The forum at Southern State Correctional Facility marked the beginning of an effort to help the state’s 1,448 prisoners better exercise their voting rights.By Derek Brouwer
Published October 30, 2024 at 10:00 a.m.
At the first-ever election forum held inside a Vermont prison, the moderator wanted to know: How would the candidates take on the opioid crisis?
Gerald Malloy, the Republican hoping to unseat U.S. Sen. Bernie Sanders (I-Vt.) on November 5, answered first. Dressed in a white collared shirt and black blazer, he looked out of place in the painted cinder-block room at Southern State Correctional Facility in Springfield. Prison officials had pushed aside the wooden carrel desks used for family visits to make space for 22 prisoners and about as many staff, advocates and local media.
Unlike most people in the U.S. who are incarcerated, Vermont prisoners can still cast ballots.
Restoring public safety, Malloy explained, would be his top priority. He would vote in Congress to secure the country’s borders.
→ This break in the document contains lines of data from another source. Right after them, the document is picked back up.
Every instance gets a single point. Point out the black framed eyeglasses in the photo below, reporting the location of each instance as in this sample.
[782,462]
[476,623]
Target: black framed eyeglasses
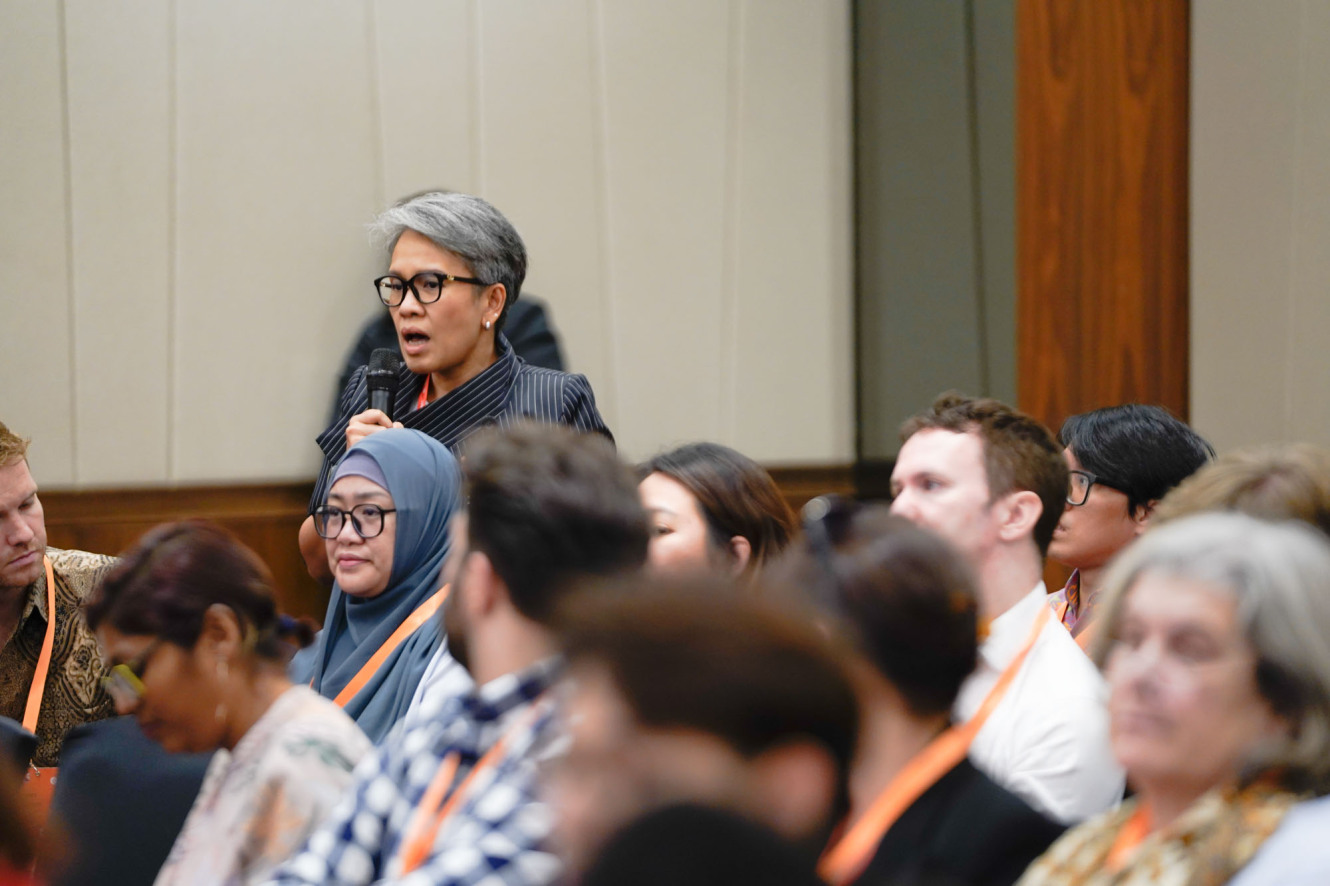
[125,681]
[426,286]
[366,519]
[1079,486]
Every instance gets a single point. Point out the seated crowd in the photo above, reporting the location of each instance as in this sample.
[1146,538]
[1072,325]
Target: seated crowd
[540,664]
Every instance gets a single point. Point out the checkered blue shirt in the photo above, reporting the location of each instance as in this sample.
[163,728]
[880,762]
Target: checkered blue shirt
[494,838]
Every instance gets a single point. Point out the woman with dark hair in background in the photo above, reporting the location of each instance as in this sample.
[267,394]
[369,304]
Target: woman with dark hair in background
[919,810]
[713,510]
[189,628]
[1123,460]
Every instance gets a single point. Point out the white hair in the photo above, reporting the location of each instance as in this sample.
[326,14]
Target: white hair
[1280,576]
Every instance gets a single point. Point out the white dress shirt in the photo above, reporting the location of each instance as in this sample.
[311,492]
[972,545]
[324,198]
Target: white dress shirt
[1047,741]
[1297,853]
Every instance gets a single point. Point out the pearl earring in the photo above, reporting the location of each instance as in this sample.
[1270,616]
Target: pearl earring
[222,672]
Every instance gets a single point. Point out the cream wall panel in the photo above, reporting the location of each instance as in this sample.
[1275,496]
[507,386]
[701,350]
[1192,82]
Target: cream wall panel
[1253,221]
[792,353]
[666,91]
[201,280]
[120,157]
[1309,326]
[426,72]
[36,398]
[539,128]
[277,178]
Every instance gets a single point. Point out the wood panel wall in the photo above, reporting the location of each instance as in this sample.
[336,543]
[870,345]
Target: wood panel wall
[1101,180]
[266,518]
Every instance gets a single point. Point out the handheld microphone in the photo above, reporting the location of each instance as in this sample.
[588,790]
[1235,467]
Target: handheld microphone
[382,379]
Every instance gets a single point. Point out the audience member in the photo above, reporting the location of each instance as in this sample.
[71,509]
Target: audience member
[456,266]
[1123,460]
[527,329]
[921,812]
[386,531]
[684,693]
[1288,482]
[713,510]
[452,800]
[994,482]
[1216,641]
[19,833]
[189,625]
[40,592]
[120,801]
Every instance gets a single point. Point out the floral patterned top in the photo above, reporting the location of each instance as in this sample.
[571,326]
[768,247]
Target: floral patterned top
[262,800]
[1205,846]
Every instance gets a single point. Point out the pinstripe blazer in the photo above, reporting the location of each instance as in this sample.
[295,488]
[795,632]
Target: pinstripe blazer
[510,390]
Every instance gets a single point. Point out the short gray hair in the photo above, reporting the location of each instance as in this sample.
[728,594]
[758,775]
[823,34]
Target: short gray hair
[1280,576]
[466,226]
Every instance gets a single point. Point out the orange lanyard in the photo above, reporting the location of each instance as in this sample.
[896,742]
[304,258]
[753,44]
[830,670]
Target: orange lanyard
[422,613]
[48,641]
[1062,611]
[432,810]
[846,860]
[1129,836]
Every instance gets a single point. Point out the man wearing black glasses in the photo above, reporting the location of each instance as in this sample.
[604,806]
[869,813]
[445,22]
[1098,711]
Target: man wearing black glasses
[1123,459]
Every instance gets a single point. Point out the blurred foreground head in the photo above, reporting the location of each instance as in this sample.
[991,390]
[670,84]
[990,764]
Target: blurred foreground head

Malloy would also support law enforcement and seek to end the “progressive prosecution” that aims to reduce the country’s high incarceration rate but which Malloy contends is failing to hold criminals accountable.
“There has to be a deterrence for folks who are actually committing crimes,” he said.
Malloy’s audience, wearing blue prison garb with labels such as “WORK CREW” and “KITCHEN” across their backs, listened politely. A few nodded in agreement.
Unlike most people in the U.S. who are incarcerated, Vermont prisoners can still cast ballots. The state is one of two, along with Maine, where criminal prosecution has no legal bearing on any resident’s voting rights. But candidates running for office have rarely, if ever, asked for their support. It’s one of the many reasons that turnout among incarcerated people is extremely low.
Last Friday’s forum at Southern State marked the beginning of an effort to help the state’s roughly 1,400 prisoners better exercise their voting rights, according to Corrections Commissioner Nicholas Deml.
“It is our job to make sure that they have access to that opportunity,” he said.
Deml also acknowledged that the forum fell short of that goal. It drew only three candidates and was held so close to Election Day that prisoners who waited until the forum to vote by mail don’t know for sure whether their absentee ballots will arrive in time to be counted. And the department didn’t provide a way for prisoners at other facilities to tune in.
Malloy was joined by Democratic gubernatorial candidate Esther Charlestin and U.S. Rep. Becca Balint (D-Vt.). Their respective opponents — Sen. Sanders, Republican Gov. Phil Scott and long-shot GOP House challenger Mark Coester — did not attend.
Asked why the governor skipped the event, Scott campaign manager Jason Maulucci cited “substantial time commitments for his day job.”
Prison system officials cast the forum as a kind of trial run for what they hope will become a more prominent election-year tradition. Deml said he’d like to host forums at more than one prison and “a little earlier in the cycle, so that there is opportunity for voting afterwards.”
Just 8 percent of Vermonters imprisoned on felony convictions cast ballots in the 2018 midterm elections, according to an analysis by Massachusetts Institute of Technology political scientist Ariel White — far below the statewide turnout of 55 percent that year.
Outside advocacy groups have spent decades trying to raise that number by informing prisoners of their voting rights and helping them register to vote. This year, Tina Hagen of Disability Rights Vermont has helped 50 or so inmates at Southern State obtain ballots. Prisoners must register using their last community residence, then request a ballot be sent to their prison mailing address.
Hagen said the department has “come a long way” in ensuring prisoners understand their voting rights and the cumbersome logistics, but many prisoners tell her they don’t know enough about the candidates. Prisoners aren’t bombarded with campaign mail, nor do they have access to candidates’ websites or online news sources.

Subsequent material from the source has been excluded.